Во время подготовки материалов ко Дню Победы мы попросили наших авторов и читателей рассказать о родственниках или знакомых – участниках той войны, а также – поделиться мыслями о войне и мире. А мысли эти сидят в нас глубоко и прочно…
С великого Дня прошло шестьдесят восемь лет. 9 Мая мы вновь вспомним наших фронтовиков. Будем смотреть старинные кинофильмы, читать военные истории и… плакать.
Спасибо, наши дорогие, что быстро откликнулись!



Во имя светлого праздника

Когда началась война, мне было семь лет, а моему отцу – пятьдесят, так что он не подлежал призыву в армию даже в 1941 году. Но в 1942-м его призвали. Он был по специальности фармацевт и имел воинское звание «капитан медицинской службы», полученное ещё в Первую Мировую войну. Ему не пришлось воевать с винтовкой в руках, и всю войну он прослужил начальником аптеки в дивизионном госпитале. Вроде бы не на самом фронте, но, тем не менее, он был тяжело контужен и после войны прожил только четыре года. Как тогда говорили: «Война догнала».

Отец не любил рассказывать о войне, эта тема была для него слишком тяжела. Война – ужасная вещь, и когда я слышу, как в популярной песне поют о «романтике боя, языке батарей», мне делается не по себе. 

Отец был очень скромным человеком и с войны привез единственную награду – медаль «За победу над Германией в Великой Отечественной войне».

Мои воспоминания о нём мало связаны с войной, а потому мне придется говорить не о нём, а о себе, хотя это не очень подходит к заявленной теме.

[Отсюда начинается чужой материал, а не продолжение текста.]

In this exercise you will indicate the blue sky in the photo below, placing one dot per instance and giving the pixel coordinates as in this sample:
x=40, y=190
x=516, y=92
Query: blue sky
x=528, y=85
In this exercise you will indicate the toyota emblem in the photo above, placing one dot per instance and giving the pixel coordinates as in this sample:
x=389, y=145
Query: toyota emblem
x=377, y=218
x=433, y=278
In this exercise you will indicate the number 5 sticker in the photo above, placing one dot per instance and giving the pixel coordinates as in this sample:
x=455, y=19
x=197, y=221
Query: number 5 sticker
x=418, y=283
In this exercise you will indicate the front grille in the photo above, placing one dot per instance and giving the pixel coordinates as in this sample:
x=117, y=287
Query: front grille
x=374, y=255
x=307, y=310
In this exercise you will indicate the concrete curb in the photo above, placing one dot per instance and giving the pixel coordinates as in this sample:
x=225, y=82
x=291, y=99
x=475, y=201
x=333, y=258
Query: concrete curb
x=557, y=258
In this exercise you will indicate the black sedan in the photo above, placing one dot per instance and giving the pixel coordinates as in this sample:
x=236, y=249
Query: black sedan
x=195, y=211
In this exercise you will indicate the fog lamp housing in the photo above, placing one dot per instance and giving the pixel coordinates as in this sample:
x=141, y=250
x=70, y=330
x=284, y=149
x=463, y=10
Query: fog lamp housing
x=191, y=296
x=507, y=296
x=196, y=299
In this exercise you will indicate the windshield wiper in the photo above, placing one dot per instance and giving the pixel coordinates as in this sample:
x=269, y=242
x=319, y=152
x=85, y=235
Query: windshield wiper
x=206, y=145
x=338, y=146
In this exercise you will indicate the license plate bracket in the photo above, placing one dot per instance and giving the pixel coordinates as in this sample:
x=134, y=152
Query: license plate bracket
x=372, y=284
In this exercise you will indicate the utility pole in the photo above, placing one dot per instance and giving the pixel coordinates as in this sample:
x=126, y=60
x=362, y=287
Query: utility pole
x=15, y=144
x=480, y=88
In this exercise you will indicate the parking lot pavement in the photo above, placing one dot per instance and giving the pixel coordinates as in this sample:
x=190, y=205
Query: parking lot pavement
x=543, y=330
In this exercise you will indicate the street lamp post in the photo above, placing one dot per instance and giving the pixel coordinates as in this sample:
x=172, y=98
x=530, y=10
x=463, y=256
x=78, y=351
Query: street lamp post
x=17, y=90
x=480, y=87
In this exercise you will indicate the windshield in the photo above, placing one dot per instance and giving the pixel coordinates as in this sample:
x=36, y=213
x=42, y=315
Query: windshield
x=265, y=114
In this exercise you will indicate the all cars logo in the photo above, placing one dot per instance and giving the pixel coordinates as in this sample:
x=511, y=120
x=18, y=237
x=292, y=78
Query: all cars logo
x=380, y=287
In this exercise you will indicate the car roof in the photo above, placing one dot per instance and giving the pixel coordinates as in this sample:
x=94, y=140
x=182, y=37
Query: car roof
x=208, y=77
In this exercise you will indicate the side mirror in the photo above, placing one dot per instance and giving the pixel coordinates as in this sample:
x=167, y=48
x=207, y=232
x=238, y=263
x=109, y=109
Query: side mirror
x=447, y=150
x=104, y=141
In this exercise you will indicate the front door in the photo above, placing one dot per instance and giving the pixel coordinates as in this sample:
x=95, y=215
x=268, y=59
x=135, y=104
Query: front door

Владимир Высоцкий с родителями. Фото 1947 года

 Всю войну мы прожили в районном центре Пензенской области, селе Малая Сердоба, моей родине. Я хорошо помню, что самым желанным и самым ужасным человеком тогда была для всех сердобинских жителей почтальонша. Вот идет она по улице – зашла в дом, и начались в доме рыдания – всё – пришла похоронка. На мужа, на сына.... Но вот она отдаёт сложенный треугольником листок бумаги с адресом полевой почты – письмо от мужа, от сына – ну, слава Богу, когда писал, был жив!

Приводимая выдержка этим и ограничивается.